Researchers describe a new function of vitamin K, which is well recognised for its role in blood clotting. The researchers observed that the completely reduced version of vitamin K effectively inhibits ferroptosis cell death.
Ferroptosis has been linked to Alzheimer’s disease, acute organ damage, and a variety of other disorders in recent years. Thus, the current data suggest that vitamin K therapy might be a new and potent method for treating ferroptosis-related disorders.
Vitamin K is a potent ferroptosis suppressor
Since ferroptosis prevention is considered a highly promising approach for the therapy of many degenerative diseases, new mechanisms and compounds regulating ferroptosis are extensively being explored.
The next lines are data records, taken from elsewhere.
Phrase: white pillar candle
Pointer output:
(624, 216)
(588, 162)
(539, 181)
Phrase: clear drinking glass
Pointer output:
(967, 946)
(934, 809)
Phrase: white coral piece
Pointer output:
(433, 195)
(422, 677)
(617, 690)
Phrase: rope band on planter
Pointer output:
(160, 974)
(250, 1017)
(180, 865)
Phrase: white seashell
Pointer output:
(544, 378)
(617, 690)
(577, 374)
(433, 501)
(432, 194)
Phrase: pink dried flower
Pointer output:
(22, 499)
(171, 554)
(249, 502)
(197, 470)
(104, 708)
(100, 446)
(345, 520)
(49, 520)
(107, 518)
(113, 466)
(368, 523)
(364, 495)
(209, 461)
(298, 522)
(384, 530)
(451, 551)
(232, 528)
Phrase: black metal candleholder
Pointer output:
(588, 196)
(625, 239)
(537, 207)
To identify these new molecules, a team of researchers led by Dr. Eikan Mishima and Dr. Marcus Conrad, both from the Institute of Metabolism and Cell Death at Helmholtz Munich, along with collaborators from Tohoku University (Japan), University of Ottawa (Canada) and Technical University of Dresden (Germany), systematically studied a number of naturally occurring vitamins, as well as their derivatives. “Surprisingly, we identified that vitamin K, including phylloquinone (vitamin K1) and menaquinone-4 (vitamin K2), is able to efficiently rescue cells and tissues from undergoing ferroptosis” Dr. Eikan Mishima, first author of the study explained.
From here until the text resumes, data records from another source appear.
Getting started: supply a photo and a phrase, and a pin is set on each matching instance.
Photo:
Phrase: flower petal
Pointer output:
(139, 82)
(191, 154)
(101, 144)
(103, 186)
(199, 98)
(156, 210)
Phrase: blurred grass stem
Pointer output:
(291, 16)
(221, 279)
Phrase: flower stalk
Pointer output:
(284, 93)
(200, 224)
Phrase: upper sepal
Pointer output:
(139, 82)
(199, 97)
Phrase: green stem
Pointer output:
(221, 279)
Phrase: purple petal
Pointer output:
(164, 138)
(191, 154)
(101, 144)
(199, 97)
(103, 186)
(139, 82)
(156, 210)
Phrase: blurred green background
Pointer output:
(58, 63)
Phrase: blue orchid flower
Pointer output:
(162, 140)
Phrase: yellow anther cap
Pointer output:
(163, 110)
Unraveling the long sought-after vitamin K reducing enzyme FSP1
In 2019, a team of researchers led by Dr. Marcus Conrad found ferroptosis suppressor protein-1, or FSP1, as a unique and potent regulator of ferroptosis. The researchers discovered that the completely reduced form of vitamin K (vitamin K hydroquinone) is a potent lipophilic antioxidant that suppresses ferroptosis by trapping oxygen radicals in lipid bilayers. Furthermore, they discovered that FSP1 is the enzyme that effectively converts vitamin K to vitamin K hydroquinone, resulting in a unique non-canonical vitamin K cycle. Because vitamin K is essential for blood clotting, the researchers discovered that FSP1 is responsible for a vitamin K-reduction pathway that is resistant to warfarin, one of the most routinely used anticoagulants.
Breakthrough in understanding vitamin K metabolism
Unraveling the identity of this enzyme solved the last riddle of vitamin K metabolism in blood clotting and elucidated the molecular mechanism of why vitamin K constitutes the antidote for overdosing of warfarin. “Our results therefore link the two worlds of ferroptosis research and vitamin K biology. They will serve as the stepping stone for the development of novel therapeutic strategies for diseases where ferroptosis has been implicated,” Dr. Marcus Conrad highlighted. In addition, since ferroptosis most likely constitutes one of the oldest types of cell death, the researchers hypothesize that vitamin K might be one of the most ancient types of naturally occurring antioxidants. “Thus, new aspects of the role of vitamin K throughout the evolution of life are expected to be unveiled” Dr. Marcus Conrad explained.